Green growth critical to Asia-Pacific food and energy security, UN says

ESCAP Executive Secretary Noeleen Heyzer
Asia-Pacific countries can cushion themselves against food and fuel price shocks and natural disasters by more efficient use of resources and energy, the United Nations Economic and Social Commission for Asia and the Pacific (ESCAP) said today.

The current “energy, resource and carbon-intensive” development pattern must give way to green growth to reduce wasteful use of resources and energy, Noeleen Heyzer, Executive Secretary of ESCAP, told 800 people from 25 countries attending the Global Green Growth Summit in Seoul, organized by the Republic of Korea (ROK) and the Organization for Economic Cooperation and Development (OECD).

Dr. Heyzer said green growth was particularly important at a time when the Asia-Pacific region faces triple threats from recurring climate-related natural disasters and soaring food and fuel prices.

“Green growth remains an essential and urgent task for enhancing the energy and food security of each country (in the Asia-Pacific region),” she said.
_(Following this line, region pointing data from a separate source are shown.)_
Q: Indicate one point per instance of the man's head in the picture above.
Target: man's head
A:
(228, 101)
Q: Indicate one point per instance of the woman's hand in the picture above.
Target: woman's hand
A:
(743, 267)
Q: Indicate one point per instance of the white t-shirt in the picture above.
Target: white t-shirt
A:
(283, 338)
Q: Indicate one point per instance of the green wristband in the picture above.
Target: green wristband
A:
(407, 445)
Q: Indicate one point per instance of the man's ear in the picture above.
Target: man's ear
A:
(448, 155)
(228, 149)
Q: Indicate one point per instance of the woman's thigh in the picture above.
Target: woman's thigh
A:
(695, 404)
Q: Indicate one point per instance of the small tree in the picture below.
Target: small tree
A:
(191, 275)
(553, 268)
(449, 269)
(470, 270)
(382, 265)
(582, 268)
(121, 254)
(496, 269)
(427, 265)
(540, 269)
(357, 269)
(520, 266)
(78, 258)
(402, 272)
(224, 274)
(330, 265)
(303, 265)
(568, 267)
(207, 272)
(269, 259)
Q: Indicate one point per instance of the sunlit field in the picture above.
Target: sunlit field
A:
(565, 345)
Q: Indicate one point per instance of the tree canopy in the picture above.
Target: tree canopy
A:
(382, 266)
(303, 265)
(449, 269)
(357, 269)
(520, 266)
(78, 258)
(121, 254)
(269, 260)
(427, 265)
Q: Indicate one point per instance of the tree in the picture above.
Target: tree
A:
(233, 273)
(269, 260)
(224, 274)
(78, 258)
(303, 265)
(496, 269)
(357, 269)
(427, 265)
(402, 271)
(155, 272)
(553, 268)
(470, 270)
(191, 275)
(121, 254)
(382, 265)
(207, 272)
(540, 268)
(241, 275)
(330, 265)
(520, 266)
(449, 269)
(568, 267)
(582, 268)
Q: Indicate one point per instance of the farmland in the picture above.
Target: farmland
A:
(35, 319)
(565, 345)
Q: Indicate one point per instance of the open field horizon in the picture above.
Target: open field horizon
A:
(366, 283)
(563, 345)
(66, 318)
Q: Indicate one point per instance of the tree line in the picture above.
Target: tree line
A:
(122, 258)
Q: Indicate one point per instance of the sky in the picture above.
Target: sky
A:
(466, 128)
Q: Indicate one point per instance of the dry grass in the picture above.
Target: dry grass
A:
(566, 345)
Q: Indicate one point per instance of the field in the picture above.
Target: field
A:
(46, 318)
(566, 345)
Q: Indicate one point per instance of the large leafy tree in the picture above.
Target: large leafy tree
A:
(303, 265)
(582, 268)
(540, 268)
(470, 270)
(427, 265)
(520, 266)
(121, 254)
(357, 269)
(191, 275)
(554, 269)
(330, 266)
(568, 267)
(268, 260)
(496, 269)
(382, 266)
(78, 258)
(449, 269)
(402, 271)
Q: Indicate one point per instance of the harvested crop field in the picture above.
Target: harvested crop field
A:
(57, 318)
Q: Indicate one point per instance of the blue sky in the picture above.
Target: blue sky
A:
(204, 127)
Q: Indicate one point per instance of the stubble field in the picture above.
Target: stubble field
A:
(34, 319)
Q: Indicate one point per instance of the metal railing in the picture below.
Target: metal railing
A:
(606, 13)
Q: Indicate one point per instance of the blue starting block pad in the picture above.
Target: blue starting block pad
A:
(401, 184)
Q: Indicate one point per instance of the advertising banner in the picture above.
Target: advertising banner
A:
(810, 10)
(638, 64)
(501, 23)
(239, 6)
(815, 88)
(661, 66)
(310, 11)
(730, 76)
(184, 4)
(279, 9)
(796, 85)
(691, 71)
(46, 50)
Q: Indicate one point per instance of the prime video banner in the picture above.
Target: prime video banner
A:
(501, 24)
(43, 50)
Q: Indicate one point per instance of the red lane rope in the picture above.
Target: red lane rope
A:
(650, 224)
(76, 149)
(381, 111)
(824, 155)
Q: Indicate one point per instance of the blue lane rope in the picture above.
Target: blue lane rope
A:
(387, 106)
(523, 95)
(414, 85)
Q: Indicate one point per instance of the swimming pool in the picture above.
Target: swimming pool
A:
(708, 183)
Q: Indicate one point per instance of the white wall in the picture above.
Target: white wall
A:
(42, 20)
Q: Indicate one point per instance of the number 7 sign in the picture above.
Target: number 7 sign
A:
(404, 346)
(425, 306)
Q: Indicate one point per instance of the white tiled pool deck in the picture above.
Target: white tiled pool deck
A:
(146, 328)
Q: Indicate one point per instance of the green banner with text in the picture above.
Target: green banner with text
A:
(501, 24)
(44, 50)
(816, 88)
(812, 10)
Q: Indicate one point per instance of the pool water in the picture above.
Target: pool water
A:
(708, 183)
Latest estimates indicate that rising food and oil prices can keep an additional 42 million people in the region in poverty in 2011, according to ESCAP.

The region is also the world’s most vulnerable to natural disasters, with its people four times more likely to be affected by nature’s wrath than those in Africa and 25 times more likely than those in Europe or North America, ESCAP said.

“Green growth, as one of the strategies to achieve sustainable development by improving the efficiency of the way we use our energy, resources, and in particular carbon, is no longer only an ecological conditionality but also an imperative to improve resilience of our economy against energy, food and resource price volatility,” Dr. Heyzer said.

“For Asia and the Pacific, a region whose efficiency in using energy and resources still remains low, improving the efficiency of our production and consumption will provide us with a new engine of growth,” the ESCAP chief said.

Representatives of some 52 countries endorsed an initiative on environmentally sustainable economic growth in Seoul in 2005.